National Book Critics Circle Nominates Best Books Of 2005


The National Book Critics Circle, a nonprofit organization composed of 500 book critics and reviewers from across the country, recently announced the finalists for the 2005 book awards. The winners in each category—poetry, fiction, nonfiction, autobiography, criticism, and biography—will be named on March 3.

The Finalists in Poetry
Simon Armitage for The Shout (Harcourt)
Blas Manuel de Luna for Bent to Earth (Carnegie Mellon University Press)
Jack Gilbert for Refusing Heaven (Knopf)
Richard Siken for Crush (Yale University Press)
Ron Slate for The Incentive of the Maggot (Houghton Mifflin) 

The Finalists in Fiction
E.L. Doctorow for The March (Random House)
Mary Gaitskill for Veronica (Pantheon)
Kazuo Ishiguro for Never Let Me Go (Knopf)
Andrea Levy for Small Island (Picador)
William Vollmann for Europe Central (Viking)

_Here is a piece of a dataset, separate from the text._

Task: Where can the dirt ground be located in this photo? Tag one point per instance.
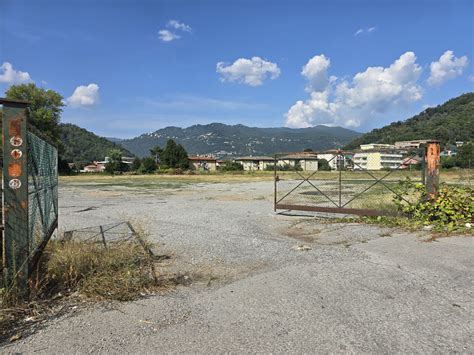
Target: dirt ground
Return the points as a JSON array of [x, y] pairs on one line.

The Finalists in Autobiography
Joan Didion for The Year of Magical Thinking (Knopf)
Francine du Plessix Gray for Them: A Memoir of Parents (Penguin)
Judith Moore for Fat Girl: A True Story (Penguin)
Orhan Pamuk for Istanbul: Memories and the City (Knopf)
Vikram Seth for Two Lives (HarperColllins)

In addition, the organization’s Ivan Sandrof Lifetime Achievement Award will be presented to Bill Henderson, the founder of Pushcart Press.

The winner of last year’s National Book Critics Circle Award in poetry was Adrienne Rich for The School Among the Ruins: Poems 2000-2004 (W.W. Norton), and the winner in fiction was Marilynne Robinson for Gilead (Farrar, Straus and Giroux).